Young emphasizes that gamification also builds a sense of competence and gives students on all levels a chance to achieve.

“We’re motivated by our own progress,” he told USA Today. Schools, he said, often hinder progress when they emphasize grades over learning. “If I’m a C+ student, I usually get C+ grades. I’m still learning, but I never see my progress.” Where the learning process has been gamified, it’s accepted practice to measure progress through “additive” forms of recognition or points.

Community

Twitch, Facebook Gaming, YouTube Gaming, game developers and others refer to gamers as a community. There’s the large gaming community with small gaming communities, centered around specific games or platforms, as an outgrowth of the bigger group.
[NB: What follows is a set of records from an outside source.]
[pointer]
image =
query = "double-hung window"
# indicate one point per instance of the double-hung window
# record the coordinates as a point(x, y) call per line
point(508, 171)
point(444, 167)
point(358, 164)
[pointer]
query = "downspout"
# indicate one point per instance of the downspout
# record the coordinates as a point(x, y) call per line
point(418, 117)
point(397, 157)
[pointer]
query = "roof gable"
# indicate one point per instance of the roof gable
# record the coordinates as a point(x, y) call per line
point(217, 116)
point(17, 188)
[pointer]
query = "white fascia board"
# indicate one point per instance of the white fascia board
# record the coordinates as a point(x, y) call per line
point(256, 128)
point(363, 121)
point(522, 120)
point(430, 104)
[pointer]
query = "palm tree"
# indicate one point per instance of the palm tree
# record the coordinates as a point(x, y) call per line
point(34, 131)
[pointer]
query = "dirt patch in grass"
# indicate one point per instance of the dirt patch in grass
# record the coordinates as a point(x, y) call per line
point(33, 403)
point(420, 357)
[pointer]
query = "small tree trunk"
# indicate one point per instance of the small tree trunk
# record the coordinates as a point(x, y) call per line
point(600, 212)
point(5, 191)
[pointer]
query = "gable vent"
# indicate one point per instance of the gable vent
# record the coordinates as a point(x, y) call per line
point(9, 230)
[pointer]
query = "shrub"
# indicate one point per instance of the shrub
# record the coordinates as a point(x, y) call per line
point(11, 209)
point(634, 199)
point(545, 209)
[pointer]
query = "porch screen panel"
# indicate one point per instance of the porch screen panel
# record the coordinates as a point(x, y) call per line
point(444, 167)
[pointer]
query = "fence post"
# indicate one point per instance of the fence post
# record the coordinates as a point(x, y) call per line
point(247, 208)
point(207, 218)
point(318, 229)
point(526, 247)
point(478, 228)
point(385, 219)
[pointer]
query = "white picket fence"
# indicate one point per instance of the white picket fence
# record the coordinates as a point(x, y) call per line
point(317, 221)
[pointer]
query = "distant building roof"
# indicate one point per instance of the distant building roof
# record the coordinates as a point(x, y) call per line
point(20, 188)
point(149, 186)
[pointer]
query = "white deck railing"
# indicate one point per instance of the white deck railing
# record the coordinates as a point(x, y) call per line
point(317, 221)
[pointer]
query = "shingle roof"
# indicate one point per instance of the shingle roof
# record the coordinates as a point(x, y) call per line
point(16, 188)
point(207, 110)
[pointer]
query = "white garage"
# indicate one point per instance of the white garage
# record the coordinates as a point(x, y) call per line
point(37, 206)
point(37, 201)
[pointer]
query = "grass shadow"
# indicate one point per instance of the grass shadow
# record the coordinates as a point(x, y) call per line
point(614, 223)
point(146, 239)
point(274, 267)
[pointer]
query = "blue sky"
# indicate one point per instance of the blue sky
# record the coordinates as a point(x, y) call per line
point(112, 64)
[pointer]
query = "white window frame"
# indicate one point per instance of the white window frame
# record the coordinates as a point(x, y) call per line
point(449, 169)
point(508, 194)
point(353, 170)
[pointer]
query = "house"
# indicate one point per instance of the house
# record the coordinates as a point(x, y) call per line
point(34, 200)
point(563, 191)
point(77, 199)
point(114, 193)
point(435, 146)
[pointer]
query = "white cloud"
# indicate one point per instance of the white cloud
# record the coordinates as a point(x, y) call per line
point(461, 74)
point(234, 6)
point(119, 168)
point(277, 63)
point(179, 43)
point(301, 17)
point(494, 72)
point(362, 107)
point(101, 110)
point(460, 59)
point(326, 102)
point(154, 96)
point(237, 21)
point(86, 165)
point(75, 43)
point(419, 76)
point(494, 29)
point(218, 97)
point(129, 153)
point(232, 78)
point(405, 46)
The focus on community is not accidental – gamers almost always get as much out of the social aspect of gaming as they do out of the game itself.

Matthew Farber, assistant professor of technology, innovation and pedagogy at the University of Northern Colorado connects that type of community to the social groups that schools should be building. “If you watch TV shows like WandaVision or Bridgerton” says Farber, “they have huge online communities. When you’re done watching them, you can go online and read about all the Easter eggs, then share memes with your friends. That’s belongingness, and games do that really well.”

A proper gamified classroom is one that turns learning into a team effort. Young says that “School by design is very competitive, but we want to make it a more inclusive and collaborative experience.”

Quests

In a gamified classrooms, assignments become “quests” with different missions required to allow the student to meet benchmarks. Michele Haiken, a middle school English teacher and author of Gamify Literacy: Boost Comprehension, Collaboration and Learning gives students points for assignments completed that they can then cash in for special classroom priviledges or prizes.

Her students have avatars, work in teams and have the chance to “level up” by advancing to increasingly complicated missions, earning badges and posting their progress.  “What I love about gamification in the classroom is that it creates a growth mindset,” Haiken says. “When they’re playing a video game, and their character doesn’t make it to the next level, kids don’t quit and say, ‘I’m done with it.’ They go back and try to figure out what they can do differently to get to the next level.”

 

Experiences

In the end it all comes down to the experience. Gamification creates a learner-driven environment that supports different learning styles and behaviors. Gamified classrooms have been shown to increase student participation and advancement and lead to a decrease in behavioral problems.

Young says“Whether it’s online or offline, the experience of school is core to student outcomes. If we can design that experience to be empowering and meaningful for kids, it will motivate them to do the things they need to do to be good learners. And that will lead to better academic outcomes.”